Instituting a generous and tolerant survey of religious opinions, we see nothing in the solemn pomp of catholic worship which could disorganize the mind; as human beings, they have employed human art to render the impression more vivid and durable. The decorous piety, and exemplary life of the quaker has signally exempted him from this most severe of human infirmities. The established church of this country, of which I am an unworthy member, will delude no one, by its terrors, to the brink of fatuity: the solid wisdom, rational exposition, and pure charity, which flow through the works of Taylor, Barrow, Secker, and Tillotson, will inspire their readers with a manly confidence: the most enlightened of our species will advance in wisdom and in happiness from their perusal; and the simplicity and truth of their comments will be evident to those of less cultivated understanding. The pastors of this church are all men of liberal education, and many have attained the highest literary character; they are therefore eminently qualified to afford instruction. But what can be expected, when the most ignorant of our race attempt to inform the multitude; when the dregs of society shall assume the garb of sanctity and the holy office; and pretend to point out a privy path to heaven, or cozen their feeble followers into the belief that they possess a picklock for its gates?
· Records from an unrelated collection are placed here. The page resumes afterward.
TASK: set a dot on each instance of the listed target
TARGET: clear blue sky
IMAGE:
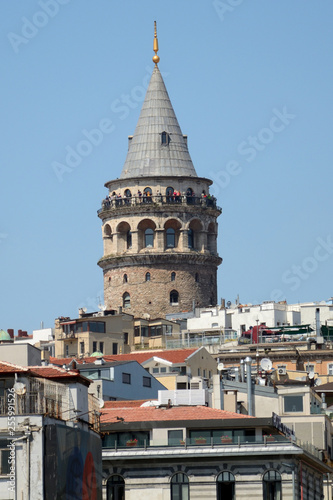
(251, 84)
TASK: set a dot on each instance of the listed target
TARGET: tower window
(165, 138)
(129, 239)
(170, 238)
(126, 300)
(174, 296)
(149, 238)
(190, 235)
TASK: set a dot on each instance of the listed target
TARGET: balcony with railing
(115, 203)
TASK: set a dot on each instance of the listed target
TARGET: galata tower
(159, 221)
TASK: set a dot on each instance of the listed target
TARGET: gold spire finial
(156, 59)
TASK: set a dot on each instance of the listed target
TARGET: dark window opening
(126, 300)
(126, 377)
(149, 238)
(174, 296)
(170, 238)
(165, 138)
(190, 235)
(146, 381)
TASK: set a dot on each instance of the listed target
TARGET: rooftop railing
(114, 203)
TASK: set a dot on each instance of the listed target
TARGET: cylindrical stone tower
(159, 222)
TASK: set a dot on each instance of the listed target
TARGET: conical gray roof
(147, 156)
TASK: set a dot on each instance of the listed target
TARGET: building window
(169, 194)
(115, 488)
(272, 485)
(180, 487)
(174, 296)
(149, 238)
(293, 404)
(170, 238)
(129, 239)
(126, 300)
(146, 381)
(126, 378)
(4, 458)
(174, 437)
(225, 484)
(165, 138)
(190, 236)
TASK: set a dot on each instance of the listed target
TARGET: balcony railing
(116, 203)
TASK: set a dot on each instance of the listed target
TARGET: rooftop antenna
(156, 59)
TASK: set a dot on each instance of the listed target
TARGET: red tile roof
(6, 367)
(181, 413)
(125, 404)
(173, 355)
(39, 371)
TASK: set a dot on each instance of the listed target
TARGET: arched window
(107, 231)
(180, 487)
(190, 235)
(129, 239)
(174, 296)
(115, 488)
(169, 194)
(272, 485)
(170, 238)
(149, 238)
(165, 138)
(225, 484)
(126, 300)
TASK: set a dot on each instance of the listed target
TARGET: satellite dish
(266, 364)
(20, 388)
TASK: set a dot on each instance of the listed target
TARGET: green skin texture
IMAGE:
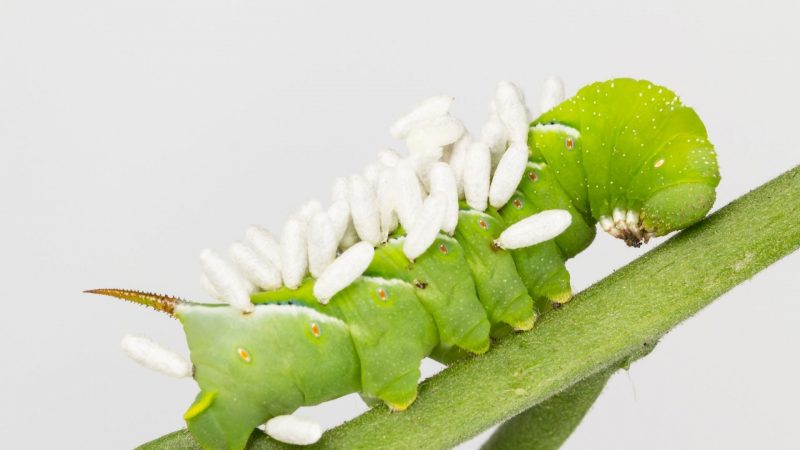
(293, 351)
The difficulty of curing this species of madness will be readily explained from the consideration, that the whole of their doctrine is a base system of delusion, rivetted on the mind by terror and despair; and there is also good reason to suppose, that they frequently contrive, by the grace of cordials, to fix the waverings of belief, and thus endeavour to dispel the gloom and dejection which these hallucinations infallibly excite.

Although the faction of faith will owe me no kindness for the disclosure of these opinions, yet it would be ungrateful were I to shrink from the avowal of my obligations to methodism[23] for the supply of those numerous cases which has constituted my experience of this wretched calamity.When the natural small-pox attacks insane persons it most commonly proves fatal. I was induced to draw this conclusion from consulting the records of Bethlem, where I found that few of those who had been sent to the Small-pox Hospital recovered; but subsequent experience has enabled me to point out this distinction: that those who have been in a furious state have generally experienced a fatal termination, and that those who recovered had the small-pox when they were in a state of convalescence from their insanity.
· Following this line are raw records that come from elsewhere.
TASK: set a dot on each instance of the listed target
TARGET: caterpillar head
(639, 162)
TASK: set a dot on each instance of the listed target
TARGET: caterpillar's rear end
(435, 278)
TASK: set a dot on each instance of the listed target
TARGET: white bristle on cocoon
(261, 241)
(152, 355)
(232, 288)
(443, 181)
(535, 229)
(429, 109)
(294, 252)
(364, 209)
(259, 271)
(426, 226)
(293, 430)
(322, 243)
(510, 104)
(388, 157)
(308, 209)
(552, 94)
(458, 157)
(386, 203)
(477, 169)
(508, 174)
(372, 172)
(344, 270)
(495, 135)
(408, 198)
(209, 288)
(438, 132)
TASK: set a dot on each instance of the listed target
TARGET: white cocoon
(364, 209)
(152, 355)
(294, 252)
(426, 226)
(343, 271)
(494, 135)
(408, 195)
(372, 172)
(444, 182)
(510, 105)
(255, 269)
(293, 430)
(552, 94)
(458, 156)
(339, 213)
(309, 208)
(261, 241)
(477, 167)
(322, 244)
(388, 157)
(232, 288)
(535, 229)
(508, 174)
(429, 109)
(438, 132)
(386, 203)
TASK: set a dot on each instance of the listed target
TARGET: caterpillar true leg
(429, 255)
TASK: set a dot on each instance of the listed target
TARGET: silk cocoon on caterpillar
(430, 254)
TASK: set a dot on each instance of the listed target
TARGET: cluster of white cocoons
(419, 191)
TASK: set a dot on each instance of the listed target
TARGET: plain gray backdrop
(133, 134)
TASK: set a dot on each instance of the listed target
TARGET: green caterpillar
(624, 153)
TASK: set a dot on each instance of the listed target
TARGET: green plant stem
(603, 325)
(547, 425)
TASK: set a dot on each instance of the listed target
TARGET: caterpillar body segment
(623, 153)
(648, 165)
When patients, during their convalescence, become more corpulent than they were before, it is a favourable symptom; and, as far as I have remarked, such persons have very seldom relapsed. But it should also be observed, that many, who become stupid, and in a state, verging on ideotism, are very much disposed to obesity: these cases are not to be remedied.
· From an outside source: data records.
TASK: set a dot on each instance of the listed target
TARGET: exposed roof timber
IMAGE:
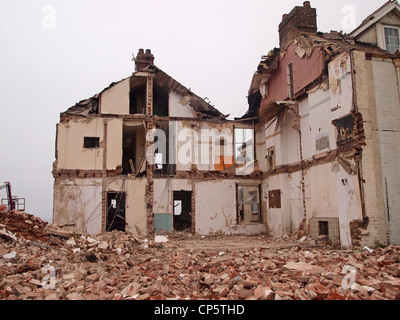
(376, 16)
(202, 108)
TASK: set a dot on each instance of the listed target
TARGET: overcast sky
(55, 53)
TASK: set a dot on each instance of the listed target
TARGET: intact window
(392, 39)
(91, 142)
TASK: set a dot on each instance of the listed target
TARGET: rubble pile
(117, 266)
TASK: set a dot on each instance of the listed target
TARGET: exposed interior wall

In proportion as insanity has assumed a systematic character, it become more difficult of cure. It ought to be noticed, that this state of methodical madness implies, that the disease has been of some continuance; and, to use a figurative expression, has been more extensively rooted in the mind. Every occurrence is blended with the ruling persuasion, and the delusion becomes daily corroborated. As

————“Trifles, light as air,
Are to the jealous, confirmations strong
As proofs of holy writ;”

so in madness, circumstances wholly unconnected readily support the favourite system, and persons the most disinterested are supposed to form a part of the conspiracy.